WASHINGTON -- President Bush is pushing former Attorney General Richard L. Thornburgh for the top administrative job on the United Nations staff, U.S. officials said yesterday.
An American is expected to be named to the new post of undersecretary for administration and management and to play a crucial role in streamlining the U.N.'s bureaucracy. Mr. Bush, who has been trying to find a new spot in government for Mr. Thornburgh since his drubbing in the Pennsylvania Senate contest in November, recently offered the spot to him, officials said.
4 Mr. Thornburgh could not be reached for comment.
Although the job was described as an important one, it might be seen as a step down from Mr. Thornburgh's earlier posts, which include eight years as governor of Pennsylvania. It would also take his career, which has been largely devoted to the domestic and legal arena, in a whole new direction for which he has had little preparation.
But administration officials said that Mr. Thornburgh, 60, who met personally with Mr. Bush and White House Chief of Staff Samuel K. Skinner in late December, is eager to return to public service.
His qualifications were also defended by an administration official who said he was "a very good governor with a lot of respect" and called him "a superb candidate who would represent the commitment this president has to the U.N."
In the new post, which was created in a U.N. reorganization announced Friday, Mr. Thornburgh would be the first American to take charge of the U.N. bureaucracy and budget that has for years been a critical concern to the United States because it foots 25 percent of the costs.

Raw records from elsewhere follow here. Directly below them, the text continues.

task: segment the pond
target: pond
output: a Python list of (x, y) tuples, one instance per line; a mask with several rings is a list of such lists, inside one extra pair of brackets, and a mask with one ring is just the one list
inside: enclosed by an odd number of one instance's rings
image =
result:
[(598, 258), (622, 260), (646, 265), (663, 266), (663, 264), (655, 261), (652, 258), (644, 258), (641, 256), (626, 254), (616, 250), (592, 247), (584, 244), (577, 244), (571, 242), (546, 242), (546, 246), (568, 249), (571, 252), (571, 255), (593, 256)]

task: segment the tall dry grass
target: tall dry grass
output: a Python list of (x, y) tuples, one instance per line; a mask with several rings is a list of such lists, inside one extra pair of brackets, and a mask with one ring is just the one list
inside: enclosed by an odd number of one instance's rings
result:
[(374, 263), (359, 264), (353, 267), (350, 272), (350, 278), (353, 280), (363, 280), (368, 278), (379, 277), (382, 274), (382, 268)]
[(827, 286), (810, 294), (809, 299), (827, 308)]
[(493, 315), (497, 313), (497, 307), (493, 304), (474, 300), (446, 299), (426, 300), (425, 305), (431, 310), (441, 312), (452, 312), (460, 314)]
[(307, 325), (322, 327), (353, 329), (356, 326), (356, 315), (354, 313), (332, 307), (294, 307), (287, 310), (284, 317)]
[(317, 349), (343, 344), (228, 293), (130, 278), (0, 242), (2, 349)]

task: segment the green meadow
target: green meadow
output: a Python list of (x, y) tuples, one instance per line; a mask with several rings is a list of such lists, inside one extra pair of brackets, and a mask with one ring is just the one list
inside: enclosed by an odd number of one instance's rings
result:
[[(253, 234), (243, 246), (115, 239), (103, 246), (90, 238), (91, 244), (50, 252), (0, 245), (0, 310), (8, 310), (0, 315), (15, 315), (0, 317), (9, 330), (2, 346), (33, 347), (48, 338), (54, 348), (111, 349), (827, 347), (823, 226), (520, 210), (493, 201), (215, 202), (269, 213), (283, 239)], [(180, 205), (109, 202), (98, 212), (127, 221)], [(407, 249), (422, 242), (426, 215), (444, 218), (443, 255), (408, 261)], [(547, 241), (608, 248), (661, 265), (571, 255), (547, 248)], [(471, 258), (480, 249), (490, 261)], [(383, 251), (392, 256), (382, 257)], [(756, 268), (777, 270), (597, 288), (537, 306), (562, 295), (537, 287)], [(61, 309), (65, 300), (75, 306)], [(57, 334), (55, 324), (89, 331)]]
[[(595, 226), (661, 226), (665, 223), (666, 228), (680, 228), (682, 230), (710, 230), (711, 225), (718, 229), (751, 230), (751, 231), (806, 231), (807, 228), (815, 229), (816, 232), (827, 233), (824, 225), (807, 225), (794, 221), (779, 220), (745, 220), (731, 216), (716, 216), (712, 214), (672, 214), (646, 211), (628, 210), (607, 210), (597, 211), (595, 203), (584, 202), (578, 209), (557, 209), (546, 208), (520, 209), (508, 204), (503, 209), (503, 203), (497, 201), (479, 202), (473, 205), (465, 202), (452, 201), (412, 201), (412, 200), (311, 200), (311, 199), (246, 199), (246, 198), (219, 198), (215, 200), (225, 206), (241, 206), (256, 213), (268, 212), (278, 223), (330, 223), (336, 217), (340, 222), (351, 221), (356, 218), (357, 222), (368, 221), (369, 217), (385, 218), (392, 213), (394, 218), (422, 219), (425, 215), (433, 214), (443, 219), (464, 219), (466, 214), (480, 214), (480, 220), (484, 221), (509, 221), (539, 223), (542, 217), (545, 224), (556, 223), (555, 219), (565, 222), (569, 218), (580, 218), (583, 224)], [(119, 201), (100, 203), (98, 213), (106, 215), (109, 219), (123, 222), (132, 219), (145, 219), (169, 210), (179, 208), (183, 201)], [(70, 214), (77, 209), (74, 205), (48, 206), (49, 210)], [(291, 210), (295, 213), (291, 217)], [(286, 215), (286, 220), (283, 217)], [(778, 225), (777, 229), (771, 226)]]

Mr. Thornburgh's defeat in November to Democrat Harris Wofford was seen as a national bellwether that has been troubling Mr. Bush ever since. The well-known Republican was turned aside by an overwhelming margin in favor of a novice who had served only a few months as a replacement for the late Sen. John Heinz.
The rejection of Mr. Thornburgh was seen largely as a voter backlash against the Republican administration. But Mr. Thornburgh was also blamed for an aloof attitude.
He first won notice in Maryland as assistant attorney general in charge of the criminal division from 1975 to 1977, when his department was prosecuting former Gov. Marvin Mandel and other local officials.
He served as governor of Pennsylvania from 1979 to 1987 and was appointed U.S. attorney general by President Ronald Reagan in 1988.
Mr. Bush asked Mr. Thornburgh to stay on as a part of his Cabinet when he took office in 1989.
But Mr. Thornburgh's tenure in the Bush administration was stormy, with some insiders complaining that his political
ambitions overcame his management skills.
"He's realized he's never going to be president," said one official, who explained that Mr. Thornburgh was now ready for a new challenge.